Custom resources yaml file- https://strimzi.io/install/latest?namespace=kafka Yaml file to deploy Kafka

kafka-operator.yaml

   apiVersion: kafka.strimzi.io/v1beta1
kind: Kafka
metadata:
  name: my-cluster
spec:
  cruiseControl: {}
  kafka:
    version: 2.5.0
    replicas: 3
    listeners:
      plain: {}
      tls: {}
      external:
        type: loadbalancer
        tls: false
    config:
      offsets.topic.replication.factor: 3
      transaction.state.log.replication.factor: 3
      transaction.state.log.min.isr: 2
      log.message.format.version: "2.5"
    storage:
      type: ephemeral
  zookeeper:
    replicas: 3
    storage:
      type: ephemeral
  entityOperator:
    topicOperator: {}
    userOperator: {}

scholzj commented 4 years ago

I cannot reproduce this. Have you tried to just delete the cluster and create a new one?

sreenureddyy commented 4 years ago

I tried to delete the cluster and recreated a new one. Still getting the same error. I assume the secrets may be created with corrupted encoding, correct me if I am wrong.

scholzj commented 4 years ago

I don't think there are any encodings which can cause this.
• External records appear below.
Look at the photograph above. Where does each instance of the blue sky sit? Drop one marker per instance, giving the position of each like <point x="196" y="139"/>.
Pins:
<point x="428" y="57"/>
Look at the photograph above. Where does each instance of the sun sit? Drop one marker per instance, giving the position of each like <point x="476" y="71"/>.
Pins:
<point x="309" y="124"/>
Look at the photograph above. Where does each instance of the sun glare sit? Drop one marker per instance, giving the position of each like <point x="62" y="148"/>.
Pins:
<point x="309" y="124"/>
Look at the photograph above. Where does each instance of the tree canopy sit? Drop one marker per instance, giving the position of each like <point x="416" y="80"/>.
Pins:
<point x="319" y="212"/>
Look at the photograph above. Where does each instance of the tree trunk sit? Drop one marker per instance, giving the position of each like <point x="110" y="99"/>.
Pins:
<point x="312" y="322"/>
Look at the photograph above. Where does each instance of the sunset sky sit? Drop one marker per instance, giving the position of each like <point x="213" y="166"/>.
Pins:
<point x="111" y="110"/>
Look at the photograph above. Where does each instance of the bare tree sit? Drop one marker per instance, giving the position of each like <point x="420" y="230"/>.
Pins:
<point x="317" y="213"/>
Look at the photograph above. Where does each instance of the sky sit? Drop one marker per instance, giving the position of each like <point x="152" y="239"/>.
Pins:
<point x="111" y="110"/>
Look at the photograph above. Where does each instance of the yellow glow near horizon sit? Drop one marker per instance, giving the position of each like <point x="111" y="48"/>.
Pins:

The password would be autogenerated string inside the pod. This looks more like the file already exists inside the pod from some previous run or another pod. You say that your infra is VMware supervisor cluster. But what does that mean? Is that some sort of VMWare Kubernetes distribution? It looks to me like the /tmp folder on your Kube cluster are not isolated but are shared.
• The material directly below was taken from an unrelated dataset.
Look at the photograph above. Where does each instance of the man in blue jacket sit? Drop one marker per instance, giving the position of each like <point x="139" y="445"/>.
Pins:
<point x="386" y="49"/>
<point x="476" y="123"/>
sreenureddyy commented 4 years ago

Thank you scholzj. Yes, the infra I am using is VMWare Kubernetes distribution. I will check the/tmp folder

erickvica commented 3 years ago

@sreenureddyy How did you solve this problem at the end? I'm getting the same issue using a similar infra

sreenureddyy commented 3 years ago

@erickvica my issue is resolved. I followed Kubernetes Kind from https://strimzi.io/quickstarts/

erickvica commented 3 years ago

Mmm OK, for me something strange happens I'm using Minikube instead from the quickstart guide, but the exercise works fine in my local PC but not in a VM of Vmware, thanks.

sreenureddyy commented 3 years ago

@erickvica - I remember I did few changes to Kafka CRD file to work on VMware k8s dist(wcp -workload control plane). Follow the procedure create-kafka-operator.sh file from my repo https://github.com/ysree/strimzi-kafka-operator. Don't run the last three steps if you are not using fluentbit

erickvica commented 3 years ago

Thanks for the help

jrivers96 commented 3 years ago

I'm seeing this on: Kafka connect pod EKS 1.18

( Edited and removed strimzi 0.25 - we are on earlier version of strimzi just for the problematic connector)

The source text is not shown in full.